In Bradshaw v. United States, No. 2154, 1971 U.S. Dist. LEXIS 10564 (E.D. Ky. Dec. 1, 1971), the plaintiff kept approximately four stallions and 35 mares for breeding. Normally about 25 foals were born each year. After weaning in the fall, the plaintiff culled the foals and sold them at public auction before training them. The plaintiff reported the gain as ordinary income. The rest of the yearlings were broken to bridal and lead. Throughout the training process, some of the horses were determined to be undesirable for showing or breeding. These horses continued to train, but they were classified as “cull” and sold at private sales. The IRS claimed that the plaintiff was in the business of selling show horses and that if a buyer wanted to purchase any horse on his farm, he would sell the horse and report the gain as long-term capital gain.

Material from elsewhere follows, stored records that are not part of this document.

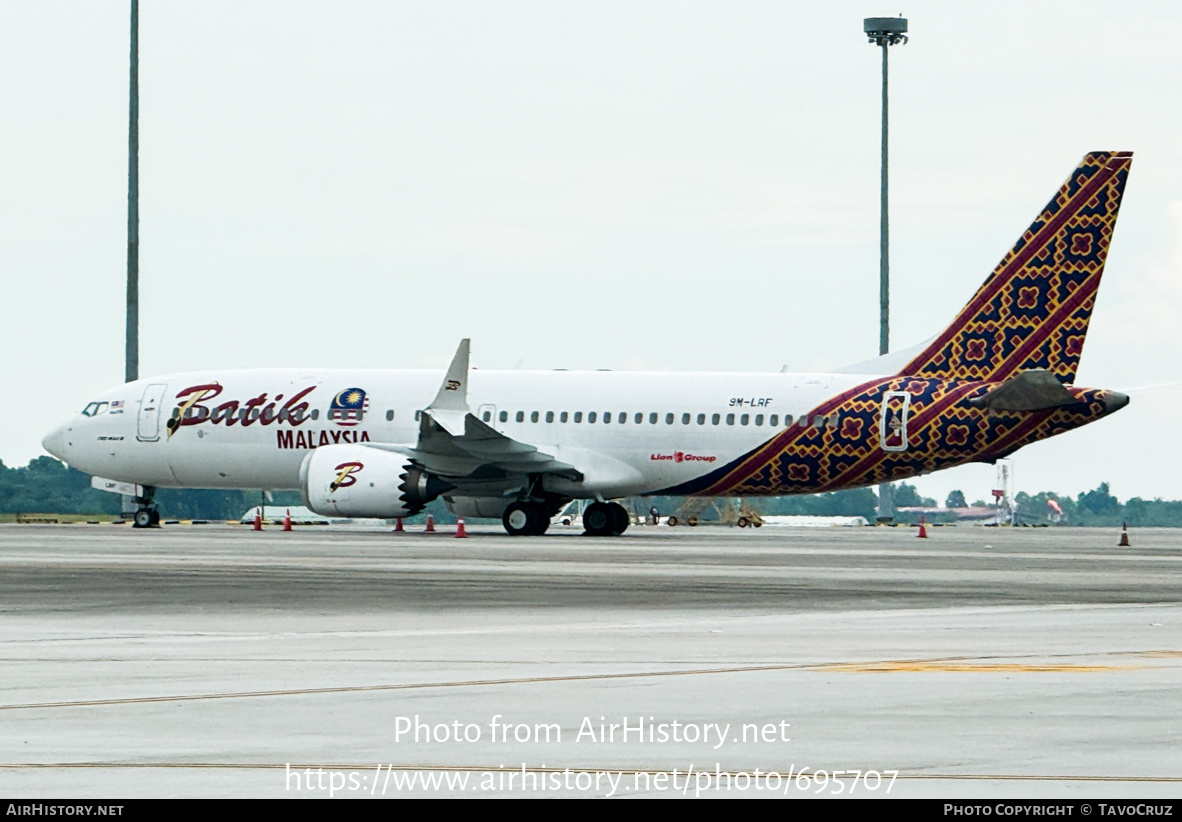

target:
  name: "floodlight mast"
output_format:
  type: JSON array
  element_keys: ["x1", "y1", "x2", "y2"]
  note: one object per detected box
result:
[{"x1": 862, "y1": 14, "x2": 907, "y2": 523}]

The horses that the plaintiff sold included mares, stallions and geldings. Geldings cannot be used for breeding purposes, so the plaintiff relied on the general provisions of I.R.C. § 1231(b)(1) (an asset used in the trade or business that is subject to depreciation and has been held for more than one year) rather than the more specific provisions of I.R.C. §1231(b)(3) (the provision for livestock). The court cited the Kirk case for the proposition that the existence of the (b)(3) did not preclude the horses from qualifying under the general provisions of (b)(1). The IRS did not appeal, but issued an Action on Decision stating that the decision was probably wrong because the horses sold were not segregated from the remaining horses, but were kept in training and sold only when buyers selected them from purchase. However, the IRS noted that the jury verdict was not clearly erroneous. 1971 AOD LEXIS 486 (Dec. 10, 1971).
For embryo transplants, the animal from which the embryo came is the section 1231 asset – it is deemed to be held for breeding purposes. Rev. Rul. 86-24, 1986-1 C.B. 80; Treas. Reg. §1.1231-2(b)(1). When the cow in which the implanted embryo is purchased, the purchase price is to be allocated between the cow and the embryo of the basis of the fair market value of each. The cost allocated to the embryo is capitalized. The resulting calves that are born from the embryo implantation will trigger ordinary income (or loss) on sale if they are held for sale to customers in the ordinary course of business. With respect to embryo transplant services, however, the IRS is on the look-out for sham transactions. Investments in cattle breeding operations may be suspect from the IRS standpoint. The transaction must have economic substance. If not, the IRS will disregard the transaction. See, e.g., In re Gran, 964 F.2d 822 (8th Cir. 1992); Boyer v. Comr., T.C. Memo. 1992-724.
In Part Two, I will continue the discussion of other aspects of Section 1231. It’s a unique and beneficial part of the Code for farmers and ranchers.